I hung around a bit longer that day and waited for Frank to leave. Once the coast was clear, I grabbed a bar and slapped a wheel on each side. I bent down and got set to grip and rip. The bar didn’t budge. I dropped down to a quarter on each side. At this weight, I managed to pull it up to about mid shin level, shaking like a demon, before it slammed back to the floor. With my ego now beaten black and blue, I stripped the twenty-fives off and put a ten on each side, finally managing to pull five reps at the gargantuan weight of sixty-five pounds. I stayed for another hour to punish myself for being so weak, doing set after set of back-breaking reps. That evening, I was so exhausted that I could barely stand from the couch; the next morning, I felt just how much work I had done and relished the feeling.

 

Despite my immense soreness, I went back to the gym and deadlifted again. I started with sixty-five for five and added five pounds each set, doing as many reps as possible each time, until I got to a weight I couldn’t lift for one rep.

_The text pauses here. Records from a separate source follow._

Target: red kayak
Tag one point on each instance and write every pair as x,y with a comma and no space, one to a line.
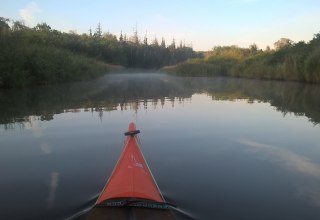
131,191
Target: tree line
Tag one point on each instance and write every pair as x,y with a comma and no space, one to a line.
287,61
42,55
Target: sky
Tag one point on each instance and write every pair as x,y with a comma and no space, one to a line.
200,23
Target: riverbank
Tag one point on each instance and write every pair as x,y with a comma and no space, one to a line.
290,62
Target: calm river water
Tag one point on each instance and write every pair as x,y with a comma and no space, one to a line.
219,148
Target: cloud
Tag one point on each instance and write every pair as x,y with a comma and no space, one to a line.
160,18
28,13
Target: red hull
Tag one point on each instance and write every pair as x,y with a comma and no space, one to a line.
131,177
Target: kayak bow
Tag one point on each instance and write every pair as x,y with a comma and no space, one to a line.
131,191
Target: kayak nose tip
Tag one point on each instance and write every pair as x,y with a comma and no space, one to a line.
132,126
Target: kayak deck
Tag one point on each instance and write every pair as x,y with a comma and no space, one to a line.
120,213
131,191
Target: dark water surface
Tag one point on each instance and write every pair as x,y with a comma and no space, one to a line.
218,148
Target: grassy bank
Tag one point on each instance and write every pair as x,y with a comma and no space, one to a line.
291,61
33,65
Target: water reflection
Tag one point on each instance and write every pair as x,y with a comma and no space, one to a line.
53,185
289,160
134,91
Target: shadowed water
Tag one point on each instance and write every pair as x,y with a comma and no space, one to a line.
219,148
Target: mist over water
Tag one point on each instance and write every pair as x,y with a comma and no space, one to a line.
219,148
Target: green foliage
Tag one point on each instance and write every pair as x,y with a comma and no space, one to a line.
42,55
296,62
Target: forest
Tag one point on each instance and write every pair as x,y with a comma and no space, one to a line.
42,55
287,61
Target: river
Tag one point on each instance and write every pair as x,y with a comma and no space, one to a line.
219,148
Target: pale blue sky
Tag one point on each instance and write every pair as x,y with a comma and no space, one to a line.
203,23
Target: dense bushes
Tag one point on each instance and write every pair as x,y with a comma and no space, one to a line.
41,55
296,62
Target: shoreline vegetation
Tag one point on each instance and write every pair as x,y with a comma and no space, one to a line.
43,56
288,61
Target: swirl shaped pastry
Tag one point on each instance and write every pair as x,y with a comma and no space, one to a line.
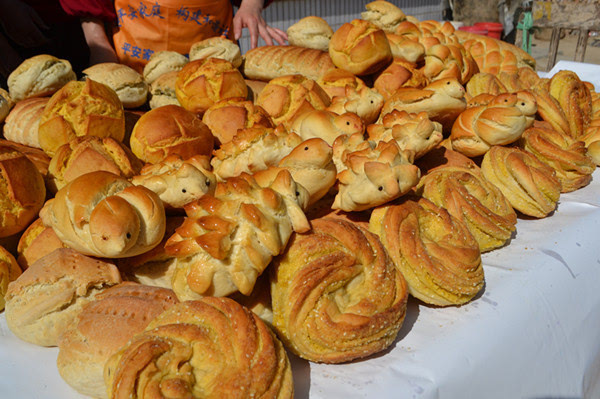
436,253
550,111
468,196
375,176
567,156
500,122
102,214
530,185
178,181
253,149
336,294
414,132
212,347
229,238
575,99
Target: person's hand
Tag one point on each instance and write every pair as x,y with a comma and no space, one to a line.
22,24
249,15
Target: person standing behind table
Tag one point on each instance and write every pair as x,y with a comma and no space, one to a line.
144,27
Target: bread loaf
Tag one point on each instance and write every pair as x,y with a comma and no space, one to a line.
270,62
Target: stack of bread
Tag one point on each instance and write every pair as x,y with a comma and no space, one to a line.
317,184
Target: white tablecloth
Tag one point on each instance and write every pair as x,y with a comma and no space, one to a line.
534,332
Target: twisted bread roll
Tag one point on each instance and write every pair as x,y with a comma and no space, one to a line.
414,132
469,197
177,181
575,99
435,252
530,185
270,62
366,103
102,327
212,348
310,164
501,122
23,122
360,47
102,214
253,149
550,111
375,176
226,117
45,300
229,238
289,96
326,125
399,74
337,296
443,100
565,155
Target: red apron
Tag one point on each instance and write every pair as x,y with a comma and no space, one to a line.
145,27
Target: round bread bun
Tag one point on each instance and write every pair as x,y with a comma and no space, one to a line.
170,130
129,85
163,62
22,191
312,32
81,109
217,47
38,76
162,90
360,47
203,82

Then I would drop back down to sixty-five for as many sets to failure as I could possibly manage. I did that every day for twenty-eight straight days.

 

At the end of that month of concerted deadlifting effort and crippling soreness, I’d finally managed to pull the big plate that not long before was immovable. That same day, Frank came in and saw me lifting.

 

“Started deadlifting,” said Frank, “Good. How do you feel?”

 

“Honestly? Kind of like I’ve been hit by a truck.”

 

“Yeah,” Frank said knowingly, “that happens.”